Un mono de mecánico.

Mameluco solo lo he oído como tipo de soldado árabe (Creo que es eso, su asepción original) o como el nombre de una murga de carnaval.


----------



## cacarulo

Neuromante said:


> Un mono de mecánico.
> 
> Mameluco solo lo he oído como tipo de soldado árabe (Creo que es eso, su asepción original) o como el nombre de una murga de carnaval.


 
Depende del país. Acá, en la Argentina, nadie conoce la palabra chándal, por ejemplo; y tampoco mono con este sentido.


----------



## gatogab

Tutina podria ser el pijamita de los bebes, llamado "oso", en Chile.
Por lo menos, asi me parece.

http://www.tentazionishop.it/index.php?cPath=32_48



cacarulo said:


> Depende del país. Acá, en la Argentina, nadie conoce la palabra chándal, por ejemplo; y tampoco mono con este sentido.


 
En Chile:
El mameluco azul del mecanico.
El overol que me tenia que poner en el colegio sobre los pantalones y camisa. Precisamente "over all".

gatogab


----------



## karunavera

Pienso que es preciso hacer una distincion. Tutina, por lo menos por estos lares, es siempre una prenda de niños y nunca otra cosa.
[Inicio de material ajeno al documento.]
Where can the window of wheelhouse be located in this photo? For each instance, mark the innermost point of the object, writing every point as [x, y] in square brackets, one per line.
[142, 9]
La tuta, en cambio, puede ser, la prenda que se usa para hacer footing, jogging,gimnasia o puede ser esa prenda que se ponen los obreros en la fabrica, los mecanicos,ecc.


----------



## gatogab

Se suele decir aca en Italia, "sono in tuta", por decir "estoy en pijama.

gatogab


----------



## karunavera

gatogab said:


> Se suele decir aca en Italia, "sono in tuta", por decir "estoy en pijama.
> 
> gatogab


 
Aquì no, si llevo pijama digo que sto in pigiama y si llevo tuta digo que sono in tuta!


----------



## gatogab

karunavera said:


> Aquì no, si llevo pijama digo que sto in pigiama y si llevo tuta digo que sono in tuta!


 

si, pero.......http://www.tentazionishop.it/product_info.php?products_id=55


----------



## karunavera

Perdona, te puedo parecer engreida pero lo que me mostraste es un_ pijama *que se parece a* una tuta, *ma sempre pigiama resta*._ Son dos cosas distintas.
Mi perdoni la presunzione?
Saluti dalla fin troppo calda Napoli!!


----------



## gatogab

karunavera said:


> Perdona, te puedo parecer engreida pero lo que me mostraste es un_ pijama *que se parece a* una tuta, *ma sempre pigiama resta*._ Son dos cosas distintas.
> Mi perdoni la presunzione?
> Saluti dalla fin troppo calda Napoli!!


 
Ciò di "engreida" è un vissuto tuo, perche quà nel Salento sei arrivata con stile e garbo.
Cocciutto come sono, resto del mio parere. Sarà perche in questa Litoranea Salentina ci esprimiamo diversamente, Chi lo sà.
Saluti dalla primaverile Salento.
gatogab):


----------